Various Methods of Conservation of Biodiversity
Approximately 25% of species face endangerment globally from human impacts like habitat loss, climate change, overharvesting, and pollution. To sustain ecosystems essential for human economies and welfare, conserving global biodiversity is an urgent priority requiring diverse conservation strategies. There are several ways and means towards conservation of biodiversity as follows:
In Situ Conservation
In situ conservation focuses on protecting species in their natural habitats through designated protected areas like:
- National Parks
- Wildlife sanctuaries
- Biosphere Reserves
- Gene Sanctuaries
- Conserved Forests
- Marine Sanctuaries
- Protected Forests and wetlands
The conservation in such areas involve various levels of prohibiting development/extraction. Though in situ conservation remains fundamental, protected areas currently safeguard only 15% of land and freshwater systems plus 8% of oceans. Expanding in situ conservation on private lands through policy innovations like tax incentives and conservation easements can help augment protections.
Ex Situ Conservation
Ex situ techniques involve raising threatened species outside native habitats in specialized facilities like:
- Botanical Gardens
- Seed Banks
- Gene Banks
- Zoos
- Aquariums
- Captive Breeding Programs
- In Vitro Fertilization
- Cryopreservation
- Tissue Culture
Such facilities help establish additional populations, conduct research, and educate the public while retaining around 17,000 threatened species. Expanding ex situ conservation provides a reintroduction source to restore endangered species numbers if in situ protections fail.
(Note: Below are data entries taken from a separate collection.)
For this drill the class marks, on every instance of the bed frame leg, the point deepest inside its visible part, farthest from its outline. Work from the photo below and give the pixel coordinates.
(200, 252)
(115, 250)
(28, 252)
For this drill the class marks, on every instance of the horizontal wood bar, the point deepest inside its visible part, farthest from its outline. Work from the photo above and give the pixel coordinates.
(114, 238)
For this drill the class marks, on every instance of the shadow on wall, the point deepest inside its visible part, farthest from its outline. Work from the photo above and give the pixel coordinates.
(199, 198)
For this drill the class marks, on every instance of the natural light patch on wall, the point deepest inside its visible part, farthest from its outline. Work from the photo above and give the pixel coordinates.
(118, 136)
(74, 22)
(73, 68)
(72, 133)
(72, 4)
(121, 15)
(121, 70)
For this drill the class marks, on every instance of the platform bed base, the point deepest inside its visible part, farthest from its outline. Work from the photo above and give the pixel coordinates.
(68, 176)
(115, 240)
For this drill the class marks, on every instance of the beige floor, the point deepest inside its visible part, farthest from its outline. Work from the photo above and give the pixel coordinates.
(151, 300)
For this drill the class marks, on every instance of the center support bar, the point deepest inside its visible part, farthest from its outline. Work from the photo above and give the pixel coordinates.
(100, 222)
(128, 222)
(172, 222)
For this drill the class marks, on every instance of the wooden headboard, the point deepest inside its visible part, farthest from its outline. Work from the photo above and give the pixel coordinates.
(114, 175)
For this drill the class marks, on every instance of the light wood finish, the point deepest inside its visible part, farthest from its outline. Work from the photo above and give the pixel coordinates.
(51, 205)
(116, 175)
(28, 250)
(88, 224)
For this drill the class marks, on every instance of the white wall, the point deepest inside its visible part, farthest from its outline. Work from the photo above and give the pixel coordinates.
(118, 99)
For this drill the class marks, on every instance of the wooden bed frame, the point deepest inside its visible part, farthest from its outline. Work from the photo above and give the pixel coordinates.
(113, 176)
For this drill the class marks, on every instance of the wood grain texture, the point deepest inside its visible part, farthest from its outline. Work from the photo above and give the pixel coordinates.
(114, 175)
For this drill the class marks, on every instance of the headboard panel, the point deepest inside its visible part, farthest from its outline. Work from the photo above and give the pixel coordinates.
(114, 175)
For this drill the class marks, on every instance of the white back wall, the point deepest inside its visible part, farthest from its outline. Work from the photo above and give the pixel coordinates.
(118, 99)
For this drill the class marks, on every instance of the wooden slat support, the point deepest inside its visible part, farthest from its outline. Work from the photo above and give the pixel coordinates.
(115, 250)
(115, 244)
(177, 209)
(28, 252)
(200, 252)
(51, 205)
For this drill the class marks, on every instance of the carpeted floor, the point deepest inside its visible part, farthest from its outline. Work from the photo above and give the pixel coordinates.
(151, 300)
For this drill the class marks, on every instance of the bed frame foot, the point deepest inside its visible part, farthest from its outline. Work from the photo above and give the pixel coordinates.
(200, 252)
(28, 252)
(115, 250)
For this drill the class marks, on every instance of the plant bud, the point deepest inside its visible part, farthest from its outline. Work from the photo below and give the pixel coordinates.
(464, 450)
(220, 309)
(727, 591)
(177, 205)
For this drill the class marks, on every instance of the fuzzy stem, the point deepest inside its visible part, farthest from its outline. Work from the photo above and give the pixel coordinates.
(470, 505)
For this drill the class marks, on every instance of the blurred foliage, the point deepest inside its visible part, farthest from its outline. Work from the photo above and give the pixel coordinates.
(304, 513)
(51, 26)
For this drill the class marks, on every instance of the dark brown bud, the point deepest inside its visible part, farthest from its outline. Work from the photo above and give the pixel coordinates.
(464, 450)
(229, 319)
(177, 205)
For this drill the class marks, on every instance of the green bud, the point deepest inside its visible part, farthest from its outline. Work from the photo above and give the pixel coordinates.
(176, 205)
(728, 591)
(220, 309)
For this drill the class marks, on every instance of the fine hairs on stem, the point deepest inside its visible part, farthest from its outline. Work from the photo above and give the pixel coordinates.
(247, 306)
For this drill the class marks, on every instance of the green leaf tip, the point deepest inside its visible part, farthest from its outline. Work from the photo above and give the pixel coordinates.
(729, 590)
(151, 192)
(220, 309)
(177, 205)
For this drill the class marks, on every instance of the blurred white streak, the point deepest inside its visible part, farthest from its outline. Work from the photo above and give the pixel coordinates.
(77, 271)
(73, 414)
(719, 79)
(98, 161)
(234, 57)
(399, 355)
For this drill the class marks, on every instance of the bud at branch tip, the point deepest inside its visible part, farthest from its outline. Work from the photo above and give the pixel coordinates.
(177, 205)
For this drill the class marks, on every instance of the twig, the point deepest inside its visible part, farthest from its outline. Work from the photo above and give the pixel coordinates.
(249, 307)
Complimentary Conservation Methods
Gene Banks
Gene banks function as genetic repositories by cryogenically freezing reproductive material like seeds or cells. They provide cost-effective biodiversity insurance by allowing future propagation if species vanish. Over 1,700 plant gene banks globally preserve genetic diversity for crop wild relatives that harbor beneficial traits.
DNA Storage
Storing DNA samples lasts over 1,000 years and costs far less than maintaining live specimens. Emerging high-tech DNA banks help conserve animals like amphibians vulnerable to extinction. This DNA could someday support ‘de-extinction’ efforts reviving lost species through hybridization or cloning methods if society deems ethical.
Private Land Incentives
Shared public-private initiatives better provide habitat at scales sustaining wildlife migrations and ecosystem flows. Voluntary incentives rewarding landowners who conserve species can effectively offset economic costs from development restrictions on private lands. Such programs now protect over 400 threatened species throughout patnerships covering over 650 million acres.
Biological Control
Introducing species’ natural predators as biological controls combats invasive pests that decimate native biodiversity. Species like the Asian lady beetle and mongoose have controlled crop pests and venomous snakes respectively. However, ecological complexity mandates careful oversight given risks of newer problems from such introduced species.
Assisted Migration
Assisted migration experimentally translocates endangered species to regions that are predicted to remain hospitable under climate change scenarios. This approach remains controversial given uncertainties, yet supporters contend it could rescue species that would otherwise perish from habitat alterations outpacing their adaptive capacities. Context-specific application is vital for minimizing unintended harms.
Conserving global biodiversity depends on holistically integrating these diverse techniques according to contextual priorities. While expanding in situ and ex situ protections remains foundational, supplemental approaches help address specialized conservation needs from genetic resources to ecosystem adaptations.